In termen van verklarende kracht, geeft het regressiemodel in tabel 5b aan dat de totale compensatie van het management een significante vereniging heeft met de ROE van het bedrijf, voorafgaande aan de bedrijfsgrootte, kapitaalstructuur, bedrijfsrisico en de overtollige cashflows (adjusted-R2 22,58%, F 26,509, p 0.000). Dit geeft aan dat de ROE van de bedrijven in de S&P 500 en de andere controlevariabelen gezamenlijk een significante verklarende macht hebben om de totale equity incentives in vorm van restricted stocks van het management te verklaren. De variabelen in de regressieanalyse zijn significant in het model voor de vergoeding van het management, wat het bewijs levert voor hypothese I voor de management variabelen ROE. 4.5 Hypothese I Tobin’s Q t+5

De volgende regressieanalyse betreft het testen van de hypothese I gericht op de Tobin’s Q waarbij wordt verwacht dat er een positief verband is tussen het afgeven van de restricted stock aan het management en de stijging van de Tobin’s Q. Tevens worden de controlevariabelen die

niet met elkaar correleren meegenomen in de analyse. De resultaten met betrekking tot deze regressieanalyse worden weergegeven in tabel 5c.

4.5.1 Analyse hypothese I Tobin’s Q t+5

In tabel 5c wordt de relatie tussen de uitgegeven restricted stocks aan het management en de Tobin’s Q weergegeven. In de theorie werd een verwachting opgebouwd dat er een positieve relatie is tussen de Tobin’s Q na vijf jaar (Tobin’s Q t+5) en de vergeven restricted stocks aan de managers van de bedrijven in de S&P 500 tussen de jaren 1992 en 2013. Zie tevens hoofdstuk 3 voor de afweging die genomen is om een periode van vijf jaar te hanteren.

Voor de delta tussen de afhankelijke en de onafhankelijke verwachten we dus een positieve relatie. De afhankelijke variabele is de Tobin’s Q t+5 en de onafhankelijke variabele betreft de restricted stocks. De volgende controlevariabelen worden tevens in de regressiemodel opgenomen; bedrijfsgrootte, kapitaalstructuur, bedrijfsrisico, groeimogelijkheden en overtollige cashflows. In de analyse wordt tevens de mutaties van t+0 tot en met t+5 geanalyseerd zie hiervoor in de regressieanalyse de variabele MTBQ. Om ervoor te zorgen dat de toekenning van de restricted stocks aan het management invloed heeft op alleen een stijging van de managementprestaties wordt er een variabele aangemaakt die de mutatie meet over de jaren. Deze variabele wordt gemeten middels het verschil tussen de waarde van de Tobin’s Q van het huidige jaar (t+0) en de waarde van de Tobin’s Q van het voorgaande jaar (t-1).
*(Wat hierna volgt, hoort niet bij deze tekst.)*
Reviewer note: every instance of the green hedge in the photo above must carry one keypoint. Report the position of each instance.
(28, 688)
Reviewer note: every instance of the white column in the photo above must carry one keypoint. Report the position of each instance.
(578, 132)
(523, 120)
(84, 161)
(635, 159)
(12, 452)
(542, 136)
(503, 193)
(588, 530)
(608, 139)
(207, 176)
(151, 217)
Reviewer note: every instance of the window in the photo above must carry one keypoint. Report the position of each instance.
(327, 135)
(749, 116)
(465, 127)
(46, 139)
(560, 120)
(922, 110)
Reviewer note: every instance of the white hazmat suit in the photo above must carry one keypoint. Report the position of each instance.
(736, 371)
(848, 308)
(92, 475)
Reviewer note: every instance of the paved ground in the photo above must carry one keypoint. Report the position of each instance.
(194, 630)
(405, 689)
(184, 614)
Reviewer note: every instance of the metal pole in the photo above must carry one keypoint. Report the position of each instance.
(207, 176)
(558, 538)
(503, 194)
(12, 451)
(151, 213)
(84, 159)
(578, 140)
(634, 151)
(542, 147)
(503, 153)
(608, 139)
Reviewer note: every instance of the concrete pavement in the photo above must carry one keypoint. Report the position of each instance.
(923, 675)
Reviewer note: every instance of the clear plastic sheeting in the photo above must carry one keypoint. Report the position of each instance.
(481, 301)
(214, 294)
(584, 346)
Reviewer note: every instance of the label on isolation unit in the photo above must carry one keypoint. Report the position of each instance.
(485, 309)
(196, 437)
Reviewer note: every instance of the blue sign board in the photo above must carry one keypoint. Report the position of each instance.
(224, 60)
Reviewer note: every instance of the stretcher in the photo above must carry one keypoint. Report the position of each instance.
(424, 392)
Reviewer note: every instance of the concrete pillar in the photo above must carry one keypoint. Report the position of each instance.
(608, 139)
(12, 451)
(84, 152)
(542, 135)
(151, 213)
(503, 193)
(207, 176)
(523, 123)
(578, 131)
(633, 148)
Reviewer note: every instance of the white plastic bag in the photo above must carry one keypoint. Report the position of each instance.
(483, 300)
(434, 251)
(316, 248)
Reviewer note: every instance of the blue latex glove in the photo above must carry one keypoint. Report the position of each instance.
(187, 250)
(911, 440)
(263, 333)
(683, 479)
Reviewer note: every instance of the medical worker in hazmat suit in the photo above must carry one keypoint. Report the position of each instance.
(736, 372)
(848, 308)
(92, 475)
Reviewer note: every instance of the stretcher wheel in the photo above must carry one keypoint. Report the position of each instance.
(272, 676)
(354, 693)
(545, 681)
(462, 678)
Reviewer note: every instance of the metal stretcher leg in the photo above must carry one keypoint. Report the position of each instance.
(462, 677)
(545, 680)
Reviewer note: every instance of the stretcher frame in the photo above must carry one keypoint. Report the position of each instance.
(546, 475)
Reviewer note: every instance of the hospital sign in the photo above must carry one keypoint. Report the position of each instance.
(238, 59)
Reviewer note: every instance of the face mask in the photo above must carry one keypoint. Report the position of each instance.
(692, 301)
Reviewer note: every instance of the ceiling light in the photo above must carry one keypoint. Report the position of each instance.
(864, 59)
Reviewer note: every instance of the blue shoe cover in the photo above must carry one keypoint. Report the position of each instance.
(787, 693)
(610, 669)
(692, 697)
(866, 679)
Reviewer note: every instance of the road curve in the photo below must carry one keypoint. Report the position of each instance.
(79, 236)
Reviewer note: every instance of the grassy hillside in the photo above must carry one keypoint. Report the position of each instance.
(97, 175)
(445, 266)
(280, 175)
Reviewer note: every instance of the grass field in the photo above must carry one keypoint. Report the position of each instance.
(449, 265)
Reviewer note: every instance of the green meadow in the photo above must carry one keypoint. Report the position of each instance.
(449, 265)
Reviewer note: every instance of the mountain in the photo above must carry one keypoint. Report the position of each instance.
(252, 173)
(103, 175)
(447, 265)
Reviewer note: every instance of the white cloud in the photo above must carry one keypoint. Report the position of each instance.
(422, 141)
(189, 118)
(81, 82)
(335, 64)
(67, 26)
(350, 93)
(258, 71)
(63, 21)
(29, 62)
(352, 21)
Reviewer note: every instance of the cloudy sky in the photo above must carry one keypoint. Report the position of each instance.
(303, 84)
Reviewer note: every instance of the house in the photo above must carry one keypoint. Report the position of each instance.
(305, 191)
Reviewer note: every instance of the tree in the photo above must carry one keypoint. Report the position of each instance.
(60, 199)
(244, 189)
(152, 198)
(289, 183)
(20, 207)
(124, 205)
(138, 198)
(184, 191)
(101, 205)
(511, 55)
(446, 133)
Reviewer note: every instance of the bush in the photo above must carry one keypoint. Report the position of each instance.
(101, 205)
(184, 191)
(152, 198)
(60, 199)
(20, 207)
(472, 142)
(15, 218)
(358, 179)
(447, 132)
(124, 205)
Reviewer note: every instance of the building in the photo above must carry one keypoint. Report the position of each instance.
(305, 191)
In de regressieanalyse worden er verschillende dummy variabelen vastgesteld om de effecten van de afhankelijke variabele te controleren voor de specifieke jaren. Om te beginnen wordt een jaar dummy inbegrepen. Deze dummy neemt de gemiddelde waarde van de Tobin’s Q van het jaar t. Door het toevoegen van het fixed time effects-model wordt er van uitgegaan dat het effect van de restricted stocks op de Tobin’s Q in de regressieanalyse hetzelfde is dan de fixed time effects-model en dat de verschillen in de effecten tussen de Tobin’s Q en de restricted stocks alleen op toeval berust. Zie tevens de theorie achter de fixed time effect model paragraaf 3.5.

Zoals eerder vermeld, voor het nemen van Tobin’s Q t+5 en de restricted stocks zijn de ontbrekende waarden in COMPUSTAT verwijderd uit de regressieanalyse.